Grup adına konuşan Ensar Vakfı Başkanı Ömer Topaloğlu Ayasofya Camii’nin yeniden müzeye çevrilmesini isteyenlere teki gösterdi.

Konuyla ilgili açıklamalarda bulunan Ensar Vakfı Başkanı Ömer Topaloğlu şunları söyledi; Fatih Sultan Mehmet Han’ın bizlere Trabzon’daki emaneti ve Fetih Mirası olan Ayasofya’mızın ibadethane olarak aslına döndürülmesinden sözüm ona estetik ve mimari gerekçelerle rahatsızlık duyan “İçimizdeki İrlandalılar- Yerli Oryantalistler” 2013 yılından bu yana zaman zaman bazı talihsiz ancak maksatlı açıklamalarla basında yer aldı. Aziz Trabzon halkında taban bulamayan ve bir karşılığı olmayan bu bir avuç insanın tepkilerinin yersizliğini, köksüzlüğünü ve lüzumsuzluğunu belirtmek amacıyla bu basın toplantısını düzenledik. Bugün; 1461’de fethedildikten sonra Ebu’l Feth Sultanımız 2. Mehmet tarafından bizlere cami olarak vakfedilen Ayasofya’nın 500 yılı aşkın bir süre ibadethane olarak kullanıldığını görmezden gelerek buranın camiye değil de müzeye elverişli olduğunu ileri sürenlerin göz ardı ettikleri bir meseleyi kamuoyunun bilgisine sunmak istedik. 

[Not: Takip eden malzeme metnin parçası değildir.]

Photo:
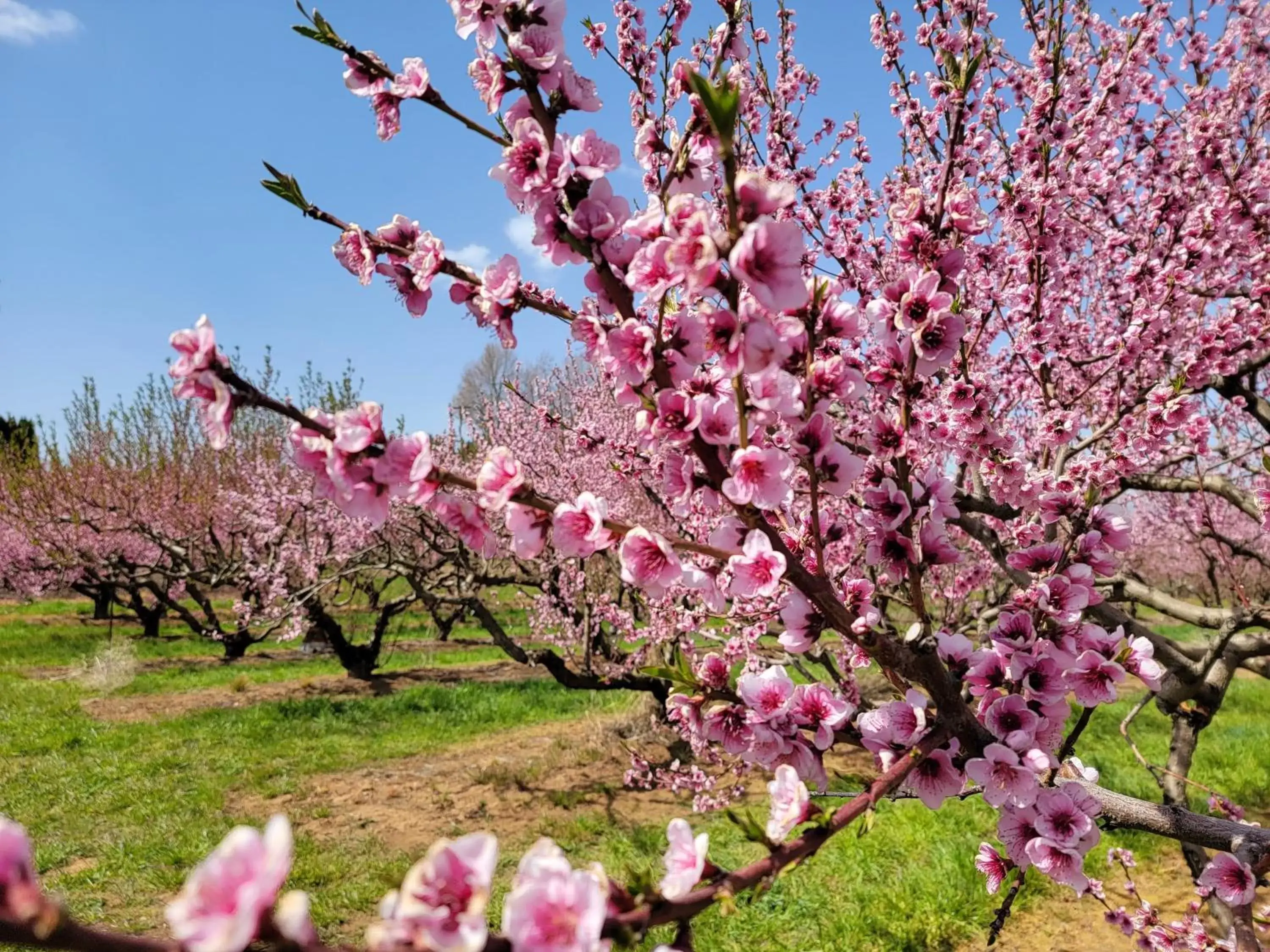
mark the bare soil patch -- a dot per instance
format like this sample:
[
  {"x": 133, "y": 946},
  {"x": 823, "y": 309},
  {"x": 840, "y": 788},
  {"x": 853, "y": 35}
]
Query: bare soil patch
[
  {"x": 1065, "y": 923},
  {"x": 519, "y": 785},
  {"x": 131, "y": 709},
  {"x": 262, "y": 657}
]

Bir Türk-İslam şehrinde herhangi bir binanın cami ya da mescit yapılmasından rahatsızlık duyulması kabul edilebilir bir şey değildir. Bunu hangi sivil toplum kuruluşu, hangi oda, hangi birim, hangi şahıs yaparsa yapsın milletimizin bu konudaki beklentisi bellidir. Vakıflar Genel Müdürlüğü’nün geçtiğimiz yıllarda yapının Fatih Sultan Mehmet Vakfı’na ait olması münasebetiyle açtığı dava, 2012 yılında sonuçlanmış ve Ayasofya Vakıflar Genel Müdürlüğü’ne devredilmiştir. 

Bu devrin ardından vakıf senedine uygun olarak Ayasofya Camisi olarak kayıtlara geçen yapı, çeşitli işlemlerin ardından ibadete hazır hale getirilmiş ve hukuki olarak cami hüviyeti taşıdığından 2013 yılında ibadethane olarak hizmete açılmıştır. Ayasofya’nın aslı olan ibadethaneye çevrilmesi konusunda kamuoyunda oluşturulmaya çalışılan spekülasyonlar milletimizin tarihi, kültürü, medeniyet değerleri ve beklentileri ile bağdaşmamakta, hukuki ve kanuni bir mesnet taşımaktadır.
 
Trabzon Sivil Toplum Kuruluşları olarak biz biliyoruz ki Ayasofya’nın Cami olarak halkımızın hizmetine açılmasından rahatsız olanlar, iki yıl önce İstanbul’da şehrin sokaklarına: “Zulüm 1453’te başladı.” gibi talihsiz, köksüz, ruhsuz cümleyi yazanlarla aynı düşüncenin mahsulüdürler. Ve bunların millette bir karşılığı bulunmamaktadır’ diye konuştu.